Tat Twam Asi

C'est le mantra que Guruji donnait à Sariputra: Tat Twam Asi, Tu es Cela

Il prit un grand papier et inscrivit en lettres bien tracées:

Tat twam asi

Cela tu l'es aussi. Tu es aussi quoi? Cela, ce qui est sans nom, sans forme, sans second unique, neutre, au-delà de toutes qualifications, au-delà du temps et de l'espace: brahman. Tu es Cela. Tu penses que tu es ce corps, ce mental, cette intelligence. Mais puisque tu dis mon corps, mon mental, mon intelligence, ce fait même montre que cela est à toi mais n'est pas toi.

Comme le disait une petite fille beaucoup plus jeune que toi à sa mère: Tu dis que tu as mal au ventre.
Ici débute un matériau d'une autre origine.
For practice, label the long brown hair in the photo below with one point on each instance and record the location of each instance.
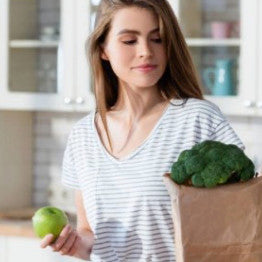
(179, 79)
Ce n'est pas toi qui as mal, c'est ton ventre, toi , tu n'as pas mal. Peut-être avait-elle raison de parler ainsi. Sariputra, ne pense jamais avec orgueil, je suis brahman. Pense seulement qu'en profondeur, au plus loin de toi-même, oui, tu es brahman, unique, intouché, inappréciable, au-delà des catégories mentales, au-delà de tout ce qui t'étouffe et t'empêche justement d'entrer en contact avec ce brahman que tu es. Ce n'est pas ton mental qui est brahman, ni ton ego, no ta petite personne vaniteuse qui pense moi, moi, seulement moi, pas un autre, pas pour un autre. C'est ce Vide immense que tu es au plus profond de toi, cet Être véridique qui n'est que conscience et amour. Et tu auras à te défaire, parfois au prix de difficultés douloureuses ou même insoutenables, des couches superposées de mensonges, de concepts, d'habitudes, d'égoïsme dont Il est recouvert.

Peu à peu, tu verras tout ce qu'il te faut abandonner pour pouvoir redevenir cet enfant libre que tu es véritablement. Tu veux changer parce qu'obscurément tu sens que cette souffrance, ce malaise, n'est pas ta vraie nature. Cette vie est devenue un carcan dont tu veux être libre pour retrouver en toi l'authentique bonheur sans changement, au-delà de tes joies et de tes douleurs. Tu as ce goût de paix, de contentement et de liberté, enfoui au fond de ta gorge, et ta langue ne peut le goûter pleinement, perdue que tu es dans les méandres de tes désirs, de ton plaisir, de ta peine. Pour le retrouver, le reconnaître, le redevenir et l'être à l'infini, devront tomber les couches successives qui t'empêchaient de le sentir pleinement. Ainsi de joie en douleur et de douleur en joie, de désir non comblé en désir comblé, d'expériences cruelles en expériences joyeuses, tu apprendras peu à peu à savoir que rien de cela n'est la béatitude, ni la volonté libre, ni ta véritable nature, et un jour tu sauras sans hésitation, sans aucun doute: Maintenant c'est Cela que je suis, c'est Cela que je voulais être, c'est Cela que je pressentais, Cela, et tu ne pourras aller plus loin, parce que tout sera toi, Tu seras Tout dans une vacuité qui sera aussi le Tout.